PHP File Download Hit Counter
Describes technical hurdles while building a file download hit counter in PHP.
Introduction
My cross-platform, desktop text editing software, KeenWrite, bundles: a Java Runtime Environment; JavaFX; and Renjin. While this eases cross-platform development and gives the editor the ability to produce living documents from external data, the self-extracting binaries are hefty. One downside to moving from GitHub to GitLab is that the latter limits file uploads associated with releases. Meaning, KeenWrite is too big to host on GitLab.
As a consequence, there’s no longer a way to display a download count. This post, then, walks through creating a transparent download hit counter for files hosted on a static web server in PHP, without using a database or JavaScript.

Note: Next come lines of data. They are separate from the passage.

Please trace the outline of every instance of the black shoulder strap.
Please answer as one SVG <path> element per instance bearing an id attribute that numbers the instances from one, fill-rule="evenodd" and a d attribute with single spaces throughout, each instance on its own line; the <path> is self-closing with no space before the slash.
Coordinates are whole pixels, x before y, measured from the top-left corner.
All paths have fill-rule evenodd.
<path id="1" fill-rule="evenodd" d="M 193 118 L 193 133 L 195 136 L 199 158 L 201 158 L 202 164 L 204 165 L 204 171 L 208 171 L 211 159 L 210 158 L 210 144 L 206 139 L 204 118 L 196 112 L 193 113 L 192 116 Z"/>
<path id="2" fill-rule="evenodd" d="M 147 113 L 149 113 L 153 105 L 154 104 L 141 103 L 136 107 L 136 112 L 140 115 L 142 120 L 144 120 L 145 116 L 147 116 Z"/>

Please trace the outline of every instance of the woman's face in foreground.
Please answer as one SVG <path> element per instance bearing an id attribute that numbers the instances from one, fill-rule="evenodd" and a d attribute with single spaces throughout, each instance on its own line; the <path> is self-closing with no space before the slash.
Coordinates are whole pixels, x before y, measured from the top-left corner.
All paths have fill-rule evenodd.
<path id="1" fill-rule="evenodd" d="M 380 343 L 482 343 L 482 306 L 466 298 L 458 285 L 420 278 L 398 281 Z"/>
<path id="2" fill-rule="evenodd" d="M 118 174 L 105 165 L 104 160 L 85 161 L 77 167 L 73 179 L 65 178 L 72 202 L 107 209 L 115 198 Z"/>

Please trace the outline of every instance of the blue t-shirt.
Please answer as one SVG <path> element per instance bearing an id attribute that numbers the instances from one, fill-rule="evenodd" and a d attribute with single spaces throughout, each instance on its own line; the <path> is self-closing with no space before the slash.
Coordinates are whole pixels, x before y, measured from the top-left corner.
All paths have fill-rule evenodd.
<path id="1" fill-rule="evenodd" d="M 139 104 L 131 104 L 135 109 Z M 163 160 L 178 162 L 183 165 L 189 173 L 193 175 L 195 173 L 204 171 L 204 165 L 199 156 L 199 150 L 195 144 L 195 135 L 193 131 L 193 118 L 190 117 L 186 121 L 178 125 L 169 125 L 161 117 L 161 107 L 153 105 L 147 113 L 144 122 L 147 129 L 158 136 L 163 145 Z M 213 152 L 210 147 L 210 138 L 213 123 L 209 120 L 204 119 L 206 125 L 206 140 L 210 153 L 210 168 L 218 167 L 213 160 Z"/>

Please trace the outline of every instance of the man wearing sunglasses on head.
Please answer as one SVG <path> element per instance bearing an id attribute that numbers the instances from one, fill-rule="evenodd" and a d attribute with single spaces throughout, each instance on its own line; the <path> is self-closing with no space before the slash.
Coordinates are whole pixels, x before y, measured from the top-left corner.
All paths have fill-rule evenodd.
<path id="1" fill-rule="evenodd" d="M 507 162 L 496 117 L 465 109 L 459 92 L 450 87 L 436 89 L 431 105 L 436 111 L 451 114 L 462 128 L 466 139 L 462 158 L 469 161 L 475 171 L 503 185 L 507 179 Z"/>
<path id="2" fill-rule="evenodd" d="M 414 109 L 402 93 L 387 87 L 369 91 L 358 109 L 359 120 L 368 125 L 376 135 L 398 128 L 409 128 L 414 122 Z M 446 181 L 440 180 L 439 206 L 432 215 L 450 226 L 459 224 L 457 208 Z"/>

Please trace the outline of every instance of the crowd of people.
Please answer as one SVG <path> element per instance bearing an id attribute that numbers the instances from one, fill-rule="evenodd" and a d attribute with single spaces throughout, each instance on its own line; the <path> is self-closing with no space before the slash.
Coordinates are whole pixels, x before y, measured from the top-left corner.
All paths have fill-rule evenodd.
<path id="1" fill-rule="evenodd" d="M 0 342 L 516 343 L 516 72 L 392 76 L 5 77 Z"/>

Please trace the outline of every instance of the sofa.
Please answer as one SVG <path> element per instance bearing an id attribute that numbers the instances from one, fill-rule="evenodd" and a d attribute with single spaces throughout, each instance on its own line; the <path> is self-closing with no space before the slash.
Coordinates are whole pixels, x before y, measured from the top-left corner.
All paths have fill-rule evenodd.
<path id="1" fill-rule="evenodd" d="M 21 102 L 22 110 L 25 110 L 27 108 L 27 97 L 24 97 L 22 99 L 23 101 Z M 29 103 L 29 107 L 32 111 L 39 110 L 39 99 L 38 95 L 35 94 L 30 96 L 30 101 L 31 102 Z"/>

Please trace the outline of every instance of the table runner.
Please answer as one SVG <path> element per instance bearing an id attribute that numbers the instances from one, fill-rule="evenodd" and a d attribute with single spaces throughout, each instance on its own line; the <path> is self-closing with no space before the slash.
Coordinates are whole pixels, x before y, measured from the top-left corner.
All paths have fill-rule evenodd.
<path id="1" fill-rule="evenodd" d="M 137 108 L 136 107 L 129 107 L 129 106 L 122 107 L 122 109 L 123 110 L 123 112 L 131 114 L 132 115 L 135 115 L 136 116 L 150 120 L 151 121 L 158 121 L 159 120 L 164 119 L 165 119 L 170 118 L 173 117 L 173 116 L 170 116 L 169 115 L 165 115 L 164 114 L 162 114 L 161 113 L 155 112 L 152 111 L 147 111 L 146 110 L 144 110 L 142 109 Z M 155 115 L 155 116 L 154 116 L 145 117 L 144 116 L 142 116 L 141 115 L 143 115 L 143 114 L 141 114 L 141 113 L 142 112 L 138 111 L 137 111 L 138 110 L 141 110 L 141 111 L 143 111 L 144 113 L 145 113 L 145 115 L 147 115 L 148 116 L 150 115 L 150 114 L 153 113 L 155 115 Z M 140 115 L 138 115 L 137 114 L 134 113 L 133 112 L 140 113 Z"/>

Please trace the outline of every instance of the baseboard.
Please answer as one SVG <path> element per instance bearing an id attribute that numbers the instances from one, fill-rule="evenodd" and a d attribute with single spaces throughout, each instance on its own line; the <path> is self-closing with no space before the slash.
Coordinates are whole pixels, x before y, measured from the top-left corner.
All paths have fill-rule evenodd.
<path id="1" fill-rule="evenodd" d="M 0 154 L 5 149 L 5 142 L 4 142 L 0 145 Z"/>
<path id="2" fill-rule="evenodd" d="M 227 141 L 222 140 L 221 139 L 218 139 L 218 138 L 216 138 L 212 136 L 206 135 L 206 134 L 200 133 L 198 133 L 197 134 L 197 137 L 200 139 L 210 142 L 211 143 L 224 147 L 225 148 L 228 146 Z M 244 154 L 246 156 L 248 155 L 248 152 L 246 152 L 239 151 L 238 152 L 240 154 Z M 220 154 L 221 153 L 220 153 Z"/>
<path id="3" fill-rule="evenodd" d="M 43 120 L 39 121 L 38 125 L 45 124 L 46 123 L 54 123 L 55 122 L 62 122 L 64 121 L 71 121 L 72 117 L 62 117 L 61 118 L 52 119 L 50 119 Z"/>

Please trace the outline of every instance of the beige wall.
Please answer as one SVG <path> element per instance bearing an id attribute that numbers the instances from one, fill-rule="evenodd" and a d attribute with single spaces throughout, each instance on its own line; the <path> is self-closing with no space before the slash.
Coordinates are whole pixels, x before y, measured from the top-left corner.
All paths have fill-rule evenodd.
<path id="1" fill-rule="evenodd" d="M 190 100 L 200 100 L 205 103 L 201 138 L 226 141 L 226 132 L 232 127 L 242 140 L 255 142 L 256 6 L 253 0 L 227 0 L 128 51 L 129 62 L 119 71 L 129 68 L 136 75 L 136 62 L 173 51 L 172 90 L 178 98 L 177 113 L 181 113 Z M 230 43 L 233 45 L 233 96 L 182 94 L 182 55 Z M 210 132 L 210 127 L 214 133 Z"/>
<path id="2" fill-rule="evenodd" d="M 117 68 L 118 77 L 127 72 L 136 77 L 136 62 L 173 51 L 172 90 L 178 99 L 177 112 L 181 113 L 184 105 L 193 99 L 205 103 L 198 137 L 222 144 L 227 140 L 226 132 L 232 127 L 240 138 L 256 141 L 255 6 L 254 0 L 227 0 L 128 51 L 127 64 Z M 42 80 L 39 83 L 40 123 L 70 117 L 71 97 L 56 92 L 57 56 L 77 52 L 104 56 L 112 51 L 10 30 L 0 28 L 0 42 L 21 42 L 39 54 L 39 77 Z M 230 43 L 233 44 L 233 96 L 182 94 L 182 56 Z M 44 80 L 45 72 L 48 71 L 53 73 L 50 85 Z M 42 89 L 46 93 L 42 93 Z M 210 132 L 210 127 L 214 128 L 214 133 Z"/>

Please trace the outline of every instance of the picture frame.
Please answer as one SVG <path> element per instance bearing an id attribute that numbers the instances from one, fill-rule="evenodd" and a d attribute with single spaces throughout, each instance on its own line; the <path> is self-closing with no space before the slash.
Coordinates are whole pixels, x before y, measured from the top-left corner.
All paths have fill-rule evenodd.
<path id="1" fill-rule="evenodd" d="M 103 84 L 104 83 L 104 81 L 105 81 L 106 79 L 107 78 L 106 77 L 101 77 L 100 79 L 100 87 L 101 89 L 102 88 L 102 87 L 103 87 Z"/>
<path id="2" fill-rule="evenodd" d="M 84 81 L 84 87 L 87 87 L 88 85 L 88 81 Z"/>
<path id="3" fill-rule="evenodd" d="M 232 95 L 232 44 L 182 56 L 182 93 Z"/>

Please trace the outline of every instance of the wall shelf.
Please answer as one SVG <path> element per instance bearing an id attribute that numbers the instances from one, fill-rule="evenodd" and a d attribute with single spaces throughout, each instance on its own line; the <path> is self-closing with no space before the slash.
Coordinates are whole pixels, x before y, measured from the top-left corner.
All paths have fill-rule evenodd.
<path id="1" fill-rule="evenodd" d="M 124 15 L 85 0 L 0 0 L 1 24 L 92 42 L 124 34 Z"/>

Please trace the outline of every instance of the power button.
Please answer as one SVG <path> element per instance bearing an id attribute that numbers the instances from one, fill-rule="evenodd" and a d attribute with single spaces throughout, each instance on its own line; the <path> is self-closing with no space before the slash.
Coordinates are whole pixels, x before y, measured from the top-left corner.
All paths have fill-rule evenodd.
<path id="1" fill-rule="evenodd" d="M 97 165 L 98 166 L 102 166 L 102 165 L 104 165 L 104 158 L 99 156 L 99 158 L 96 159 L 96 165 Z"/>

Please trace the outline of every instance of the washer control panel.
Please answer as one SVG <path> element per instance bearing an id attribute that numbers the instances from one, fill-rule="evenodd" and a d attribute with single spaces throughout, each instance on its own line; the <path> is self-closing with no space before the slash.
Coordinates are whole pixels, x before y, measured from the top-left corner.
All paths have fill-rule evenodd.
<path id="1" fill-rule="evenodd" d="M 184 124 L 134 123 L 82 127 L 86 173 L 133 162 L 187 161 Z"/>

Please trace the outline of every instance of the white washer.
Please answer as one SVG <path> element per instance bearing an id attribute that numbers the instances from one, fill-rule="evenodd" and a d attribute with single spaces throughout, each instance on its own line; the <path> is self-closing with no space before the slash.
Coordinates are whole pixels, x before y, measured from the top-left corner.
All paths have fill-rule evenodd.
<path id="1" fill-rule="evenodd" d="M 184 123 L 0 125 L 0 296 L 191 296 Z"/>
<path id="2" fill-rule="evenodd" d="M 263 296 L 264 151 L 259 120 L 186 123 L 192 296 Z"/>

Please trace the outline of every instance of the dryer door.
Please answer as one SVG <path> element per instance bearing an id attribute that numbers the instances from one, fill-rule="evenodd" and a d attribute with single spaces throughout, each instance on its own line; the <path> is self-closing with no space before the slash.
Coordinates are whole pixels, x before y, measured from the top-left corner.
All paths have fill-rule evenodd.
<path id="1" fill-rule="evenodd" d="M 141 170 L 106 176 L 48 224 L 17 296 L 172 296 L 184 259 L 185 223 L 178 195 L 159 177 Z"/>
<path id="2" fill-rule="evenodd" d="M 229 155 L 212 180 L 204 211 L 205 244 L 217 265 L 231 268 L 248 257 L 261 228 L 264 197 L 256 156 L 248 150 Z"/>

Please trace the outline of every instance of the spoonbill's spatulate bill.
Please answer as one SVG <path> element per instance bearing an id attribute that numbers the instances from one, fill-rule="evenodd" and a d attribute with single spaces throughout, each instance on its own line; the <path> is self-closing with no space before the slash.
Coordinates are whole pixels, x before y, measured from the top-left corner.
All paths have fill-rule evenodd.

To see it in action, visit KeenWrite’s homepage and download a version for your operating system, then refresh the homepage.
Audience
Readers will need to know PHP, HTML, regular expressions, bash, AWK, Server-Side Includes (SSI), and using .htaccess
files. Whether you’re starting out with PHP, have used it for a few years, or want to track file downloads, then this post is for you.
Requirements
Follow along using:
- Linux
- Apache httpd with SSI
- PHP
Set up and configure the web server to execute both .shtml
and .php
files.
Behaviour
Generally, I approach problems by writing down the big picture items. In this case, we have:
- Create a download link using regular HTML (no JavaScript).
- When clicked, transparently run a PHP script to transfer a file.
- Upon download completion, increment a counter.
- Have the script avoid counting multiple downloads from the same user.
- Display the total sum of counts on a web page.
From such a small idea (count binary file downloads), a cornucopia of problems spill onto our plate, including:
- Log to a file instead of the browser
- Avoid duplicates using sessions
- Trap session fixation
- Sanitize file names from user input
- Transmit files to be downloaded
- Ensure partial downloads are not counted
- Allow partial downloads to be resumed
- Prevent race conditions when counting
- Honour HTTP HEAD requests
- Control client-side caching
- Mitigate server-side file size caching
- Suppress compression of HTTP headers
There’s a lot to unpack, so let’s take the issues one by one.
Setup
Before we get into the nitty gritty details, there are a few PHP-centric items we’ll want to address.
Source file format
When using PHP, blank lines or spaces before or after the code blocks may interfere with sending headers. Take care when creating a file named count.php
so that the contents have no extra whitespace:
<?php
?>
Place the file in a downloads
directory on the web server.
We’ll continue adding to the source file as we go.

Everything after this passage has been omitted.